I'm am not a scientist by training, usually skip reading the instructions on electronic equipment I buy, and am not all that enthusiastic when Scientific American comes in, but I have found a true gem of a book called E = mc2: a Biography of the World's Most Famous Equation by David Bodanis.

It was not only easy to read but was stock full of really cool information- did you know that their are pieces of German ships on the moon? This is a book we can recommend to those with high reading skills- 1170 lexile- but it is of great interest for those with limited reading skills as well. This writer put the equation into a real world perspective. First, he tells us about the origin of "E". How does the concept we now know as "energy" come to be?

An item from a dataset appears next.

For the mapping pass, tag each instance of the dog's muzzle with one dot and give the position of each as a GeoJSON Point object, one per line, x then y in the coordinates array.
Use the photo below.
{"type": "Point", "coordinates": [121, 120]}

The story winds itself around scientific history from Newton to how Einstein got his job in the patent office through the misunderstood relationship between Otto Hahn and Lise Meitner, physicists who helped to solve the mystery of the equation. Which one got the Nobel Prize? How do we decide the toll we take for the "greater good"? One violinist? The future health of millions of people? Count to 43 seconds- how long it took between the release of the first atomic bombs and the initial impact. How do we treat the scientists from Germany who were developing the same type of explosion? Were they "guilty" of war crimes or just furthering scientific discovery?

There are several biographic representations within the book- Newton, Einstein, Oppenheimer- and a slew of notes that give details about information within the chapters.

It's a great book, is in the media center and is ready to get checked out.